Trekking with Daisy 2009-10 travel blog

Custer Battlefield Museum

Little Bighorn Battlefield - Cemetery

Little Bighorn Battlefield - Seventh Cavalry Memorial

Little Bighorn Battlefield - Last Stand Hill

Little Bighorn Battlefield - Indian Memorial

Little Bighorn Battlefield - Indian Memorial

Little Bighorn Battlefield - Indian Memorial - Spirit Warriors

Little Bighorn Battlefield - Reno-Benteen Battlefield

Little Bighorn Battlefield - Little Bighorn River

Little Bighorn Battlefield - Horses in Deep Coulee

Glenda Alexander at Keogh-Crazy Horse Fight


This morning we headed east on I-90 to visit some important historical sites relating to the battle on June 25, 1876, between the allied Lakota Sioux, Cheyenne and Arapaho warriors and the U. S. Seventh Cavalry led by George Armstrong Custer.
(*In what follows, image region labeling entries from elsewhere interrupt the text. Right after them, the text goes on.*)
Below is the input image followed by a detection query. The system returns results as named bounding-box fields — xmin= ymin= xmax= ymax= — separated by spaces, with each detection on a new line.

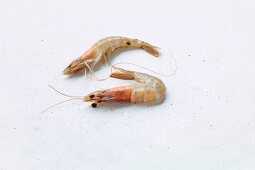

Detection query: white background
xmin=0 ymin=0 xmax=255 ymax=170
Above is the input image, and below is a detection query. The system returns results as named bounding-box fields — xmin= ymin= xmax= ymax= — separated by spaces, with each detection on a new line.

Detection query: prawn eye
xmin=91 ymin=103 xmax=97 ymax=108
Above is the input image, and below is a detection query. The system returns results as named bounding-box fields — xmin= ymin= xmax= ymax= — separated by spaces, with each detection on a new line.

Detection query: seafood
xmin=83 ymin=66 xmax=166 ymax=107
xmin=42 ymin=66 xmax=166 ymax=112
xmin=63 ymin=36 xmax=160 ymax=75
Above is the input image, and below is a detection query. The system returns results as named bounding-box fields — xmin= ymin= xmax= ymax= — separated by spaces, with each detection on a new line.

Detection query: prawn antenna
xmin=84 ymin=61 xmax=110 ymax=81
xmin=112 ymin=61 xmax=177 ymax=77
xmin=41 ymin=84 xmax=83 ymax=113
xmin=48 ymin=84 xmax=82 ymax=98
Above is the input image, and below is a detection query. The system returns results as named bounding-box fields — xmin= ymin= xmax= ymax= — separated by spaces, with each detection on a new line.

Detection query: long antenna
xmin=41 ymin=84 xmax=83 ymax=113
xmin=112 ymin=62 xmax=177 ymax=77
xmin=41 ymin=98 xmax=83 ymax=113
xmin=48 ymin=84 xmax=83 ymax=98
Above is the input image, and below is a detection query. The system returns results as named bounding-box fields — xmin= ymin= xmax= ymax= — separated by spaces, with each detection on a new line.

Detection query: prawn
xmin=63 ymin=36 xmax=160 ymax=75
xmin=43 ymin=66 xmax=166 ymax=112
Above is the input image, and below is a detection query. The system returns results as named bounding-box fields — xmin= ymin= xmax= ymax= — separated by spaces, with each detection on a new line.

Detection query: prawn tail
xmin=141 ymin=42 xmax=160 ymax=57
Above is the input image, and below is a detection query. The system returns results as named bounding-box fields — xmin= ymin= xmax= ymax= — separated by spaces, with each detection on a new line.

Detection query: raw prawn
xmin=63 ymin=36 xmax=160 ymax=75
xmin=83 ymin=66 xmax=166 ymax=107
xmin=43 ymin=66 xmax=166 ymax=112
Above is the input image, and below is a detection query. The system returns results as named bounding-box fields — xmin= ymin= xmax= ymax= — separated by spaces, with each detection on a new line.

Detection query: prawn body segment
xmin=84 ymin=66 xmax=166 ymax=107
xmin=63 ymin=36 xmax=160 ymax=75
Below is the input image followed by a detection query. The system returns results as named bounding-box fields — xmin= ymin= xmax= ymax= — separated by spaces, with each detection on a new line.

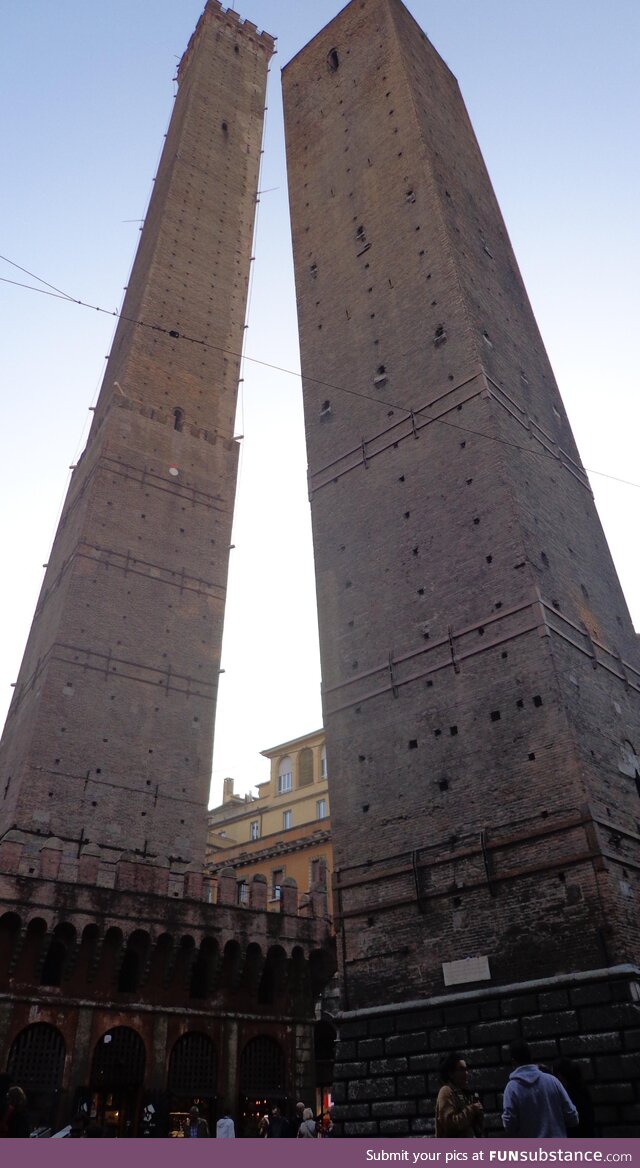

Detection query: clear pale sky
xmin=0 ymin=0 xmax=640 ymax=802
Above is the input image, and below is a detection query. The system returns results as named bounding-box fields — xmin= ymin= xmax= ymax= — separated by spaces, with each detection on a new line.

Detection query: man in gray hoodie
xmin=502 ymin=1042 xmax=578 ymax=1138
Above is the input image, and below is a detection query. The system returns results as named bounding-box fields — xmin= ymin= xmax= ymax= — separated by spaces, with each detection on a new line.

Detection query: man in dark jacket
xmin=502 ymin=1042 xmax=578 ymax=1139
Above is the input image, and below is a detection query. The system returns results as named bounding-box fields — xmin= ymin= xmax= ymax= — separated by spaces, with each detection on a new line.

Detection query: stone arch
xmin=7 ymin=1022 xmax=67 ymax=1127
xmin=222 ymin=940 xmax=242 ymax=989
xmin=40 ymin=920 xmax=76 ymax=986
xmin=258 ymin=945 xmax=287 ymax=1006
xmin=89 ymin=1026 xmax=146 ymax=1136
xmin=167 ymin=1030 xmax=217 ymax=1100
xmin=189 ymin=937 xmax=220 ymax=1000
xmin=0 ymin=912 xmax=22 ymax=985
xmin=238 ymin=1034 xmax=287 ymax=1135
xmin=118 ymin=929 xmax=151 ymax=994
xmin=313 ymin=1017 xmax=338 ymax=1111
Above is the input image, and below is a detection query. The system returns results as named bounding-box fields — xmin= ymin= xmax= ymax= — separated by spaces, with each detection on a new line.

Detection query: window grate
xmin=239 ymin=1035 xmax=285 ymax=1097
xmin=7 ymin=1022 xmax=64 ymax=1091
xmin=168 ymin=1031 xmax=217 ymax=1098
xmin=91 ymin=1026 xmax=145 ymax=1091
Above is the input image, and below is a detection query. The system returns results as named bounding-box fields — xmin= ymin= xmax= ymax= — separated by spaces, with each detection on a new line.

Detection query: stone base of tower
xmin=333 ymin=965 xmax=640 ymax=1138
xmin=0 ymin=864 xmax=335 ymax=1136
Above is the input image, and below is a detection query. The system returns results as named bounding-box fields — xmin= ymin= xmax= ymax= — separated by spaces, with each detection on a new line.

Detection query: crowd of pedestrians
xmin=0 ymin=1042 xmax=596 ymax=1140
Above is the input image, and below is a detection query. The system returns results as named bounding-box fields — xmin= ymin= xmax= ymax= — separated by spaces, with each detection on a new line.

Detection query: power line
xmin=0 ymin=256 xmax=640 ymax=489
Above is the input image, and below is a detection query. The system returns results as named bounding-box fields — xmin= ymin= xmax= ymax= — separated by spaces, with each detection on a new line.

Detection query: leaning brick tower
xmin=0 ymin=0 xmax=335 ymax=1136
xmin=0 ymin=0 xmax=273 ymax=869
xmin=284 ymin=0 xmax=640 ymax=1135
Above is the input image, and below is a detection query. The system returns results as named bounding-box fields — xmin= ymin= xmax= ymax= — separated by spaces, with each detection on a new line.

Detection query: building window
xmin=278 ymin=755 xmax=293 ymax=795
xmin=298 ymin=746 xmax=313 ymax=787
xmin=308 ymin=856 xmax=327 ymax=888
xmin=271 ymin=868 xmax=285 ymax=901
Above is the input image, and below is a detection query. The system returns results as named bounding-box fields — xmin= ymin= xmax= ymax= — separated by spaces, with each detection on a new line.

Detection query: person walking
xmin=298 ymin=1107 xmax=318 ymax=1140
xmin=4 ymin=1086 xmax=32 ymax=1140
xmin=554 ymin=1058 xmax=596 ymax=1139
xmin=293 ymin=1103 xmax=305 ymax=1135
xmin=502 ymin=1042 xmax=579 ymax=1139
xmin=216 ymin=1107 xmax=236 ymax=1140
xmin=436 ymin=1050 xmax=485 ymax=1138
xmin=185 ymin=1107 xmax=209 ymax=1140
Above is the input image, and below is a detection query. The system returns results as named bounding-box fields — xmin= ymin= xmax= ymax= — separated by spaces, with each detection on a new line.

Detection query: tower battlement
xmin=178 ymin=0 xmax=277 ymax=84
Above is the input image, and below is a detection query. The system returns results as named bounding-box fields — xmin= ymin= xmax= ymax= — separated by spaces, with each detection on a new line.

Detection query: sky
xmin=0 ymin=0 xmax=640 ymax=805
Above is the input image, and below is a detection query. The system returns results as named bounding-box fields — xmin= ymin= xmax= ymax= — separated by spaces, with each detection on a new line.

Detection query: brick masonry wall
xmin=283 ymin=0 xmax=640 ymax=1008
xmin=333 ymin=969 xmax=640 ymax=1138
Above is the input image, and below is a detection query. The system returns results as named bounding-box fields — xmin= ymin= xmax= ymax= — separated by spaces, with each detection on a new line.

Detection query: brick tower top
xmin=178 ymin=0 xmax=276 ymax=83
xmin=0 ymin=4 xmax=273 ymax=883
xmin=283 ymin=0 xmax=640 ymax=1007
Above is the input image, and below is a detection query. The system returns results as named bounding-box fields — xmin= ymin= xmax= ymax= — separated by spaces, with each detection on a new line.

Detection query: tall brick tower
xmin=284 ymin=0 xmax=640 ymax=1135
xmin=0 ymin=0 xmax=335 ymax=1136
xmin=0 ymin=0 xmax=273 ymax=868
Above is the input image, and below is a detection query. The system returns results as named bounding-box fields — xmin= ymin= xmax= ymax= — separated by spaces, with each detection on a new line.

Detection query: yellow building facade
xmin=207 ymin=730 xmax=333 ymax=912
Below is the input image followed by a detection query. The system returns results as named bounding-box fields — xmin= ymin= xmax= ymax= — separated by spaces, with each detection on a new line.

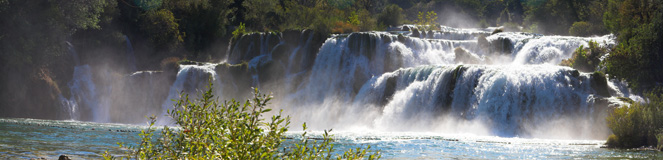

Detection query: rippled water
xmin=0 ymin=119 xmax=663 ymax=159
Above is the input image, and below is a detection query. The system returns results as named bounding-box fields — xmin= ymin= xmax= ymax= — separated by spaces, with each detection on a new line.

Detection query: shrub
xmin=104 ymin=84 xmax=379 ymax=159
xmin=560 ymin=41 xmax=608 ymax=72
xmin=569 ymin=21 xmax=592 ymax=36
xmin=233 ymin=22 xmax=246 ymax=39
xmin=378 ymin=4 xmax=404 ymax=26
xmin=331 ymin=21 xmax=359 ymax=34
xmin=140 ymin=9 xmax=183 ymax=50
xmin=415 ymin=11 xmax=439 ymax=30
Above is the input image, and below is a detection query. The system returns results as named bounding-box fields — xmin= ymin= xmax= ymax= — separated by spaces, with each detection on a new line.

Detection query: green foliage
xmin=569 ymin=21 xmax=592 ymax=36
xmin=140 ymin=9 xmax=183 ymax=50
xmin=415 ymin=11 xmax=439 ymax=30
xmin=378 ymin=4 xmax=404 ymax=26
xmin=606 ymin=89 xmax=663 ymax=148
xmin=104 ymin=84 xmax=379 ymax=159
xmin=604 ymin=0 xmax=663 ymax=89
xmin=233 ymin=23 xmax=246 ymax=39
xmin=347 ymin=12 xmax=361 ymax=26
xmin=524 ymin=0 xmax=607 ymax=35
xmin=560 ymin=41 xmax=608 ymax=72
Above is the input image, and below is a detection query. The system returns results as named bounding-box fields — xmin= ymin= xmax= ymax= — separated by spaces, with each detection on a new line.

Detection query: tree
xmin=104 ymin=83 xmax=380 ymax=159
xmin=378 ymin=4 xmax=404 ymax=26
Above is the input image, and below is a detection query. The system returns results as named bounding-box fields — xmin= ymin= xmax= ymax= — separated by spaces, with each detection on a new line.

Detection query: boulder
xmin=58 ymin=154 xmax=71 ymax=160
xmin=590 ymin=71 xmax=610 ymax=97
xmin=454 ymin=47 xmax=481 ymax=64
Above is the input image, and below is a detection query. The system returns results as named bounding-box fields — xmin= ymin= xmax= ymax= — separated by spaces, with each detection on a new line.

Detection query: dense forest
xmin=0 ymin=0 xmax=663 ymax=148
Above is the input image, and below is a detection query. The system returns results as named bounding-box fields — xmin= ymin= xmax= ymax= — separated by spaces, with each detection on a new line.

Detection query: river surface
xmin=0 ymin=119 xmax=663 ymax=159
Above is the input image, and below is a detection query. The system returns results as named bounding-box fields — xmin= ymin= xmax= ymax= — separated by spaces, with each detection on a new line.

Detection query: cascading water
xmin=124 ymin=35 xmax=137 ymax=72
xmin=61 ymin=26 xmax=639 ymax=138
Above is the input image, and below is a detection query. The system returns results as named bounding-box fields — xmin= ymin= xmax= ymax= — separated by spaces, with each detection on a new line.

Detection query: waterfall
xmin=63 ymin=26 xmax=641 ymax=138
xmin=124 ymin=35 xmax=137 ymax=72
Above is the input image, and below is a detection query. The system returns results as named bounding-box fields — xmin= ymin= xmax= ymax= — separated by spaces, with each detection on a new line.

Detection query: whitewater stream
xmin=0 ymin=25 xmax=661 ymax=159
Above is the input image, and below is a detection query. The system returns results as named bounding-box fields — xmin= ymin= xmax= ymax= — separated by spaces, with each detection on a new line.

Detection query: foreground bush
xmin=104 ymin=85 xmax=379 ymax=159
xmin=606 ymin=89 xmax=663 ymax=149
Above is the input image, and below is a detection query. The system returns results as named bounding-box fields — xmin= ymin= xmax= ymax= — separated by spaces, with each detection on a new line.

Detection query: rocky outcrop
xmin=454 ymin=47 xmax=481 ymax=64
xmin=591 ymin=71 xmax=610 ymax=97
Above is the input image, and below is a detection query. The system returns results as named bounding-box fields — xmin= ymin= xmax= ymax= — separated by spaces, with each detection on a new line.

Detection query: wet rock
xmin=454 ymin=47 xmax=481 ymax=64
xmin=410 ymin=28 xmax=421 ymax=37
xmin=591 ymin=71 xmax=610 ymax=97
xmin=58 ymin=154 xmax=71 ymax=160
xmin=490 ymin=37 xmax=513 ymax=54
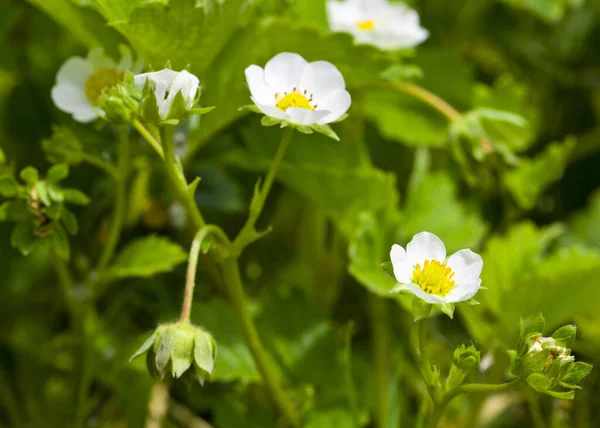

Our first stop was at Garryowen to visit the Custer Battlefield Museum, where we watched a film about the battle and events that led to the conflict. It houses a great many of David F. Barry’s photographs, as well as other important artifacts. I was sorry that taking photos was strictly forbidden. (www.custermuseum.org)

Several miles farther east, we visited the Little Bighorn Battlefield National Monument (a.k.a. Custer’s Last Stand). (www.nps.gov/libi) First, we sat on the grass under a tree to eat our lunches. The grass felt cool in spite of the midday heat. Then we went into the visitor center to watch a film about the battle. Barb bought a CD for a self-guided auto tour narrated by archeologist Richard Fox. The tour includes the Custer Battlefield and the Reno-Benteen Battlefield. The narration conforms to the wayside exhibits.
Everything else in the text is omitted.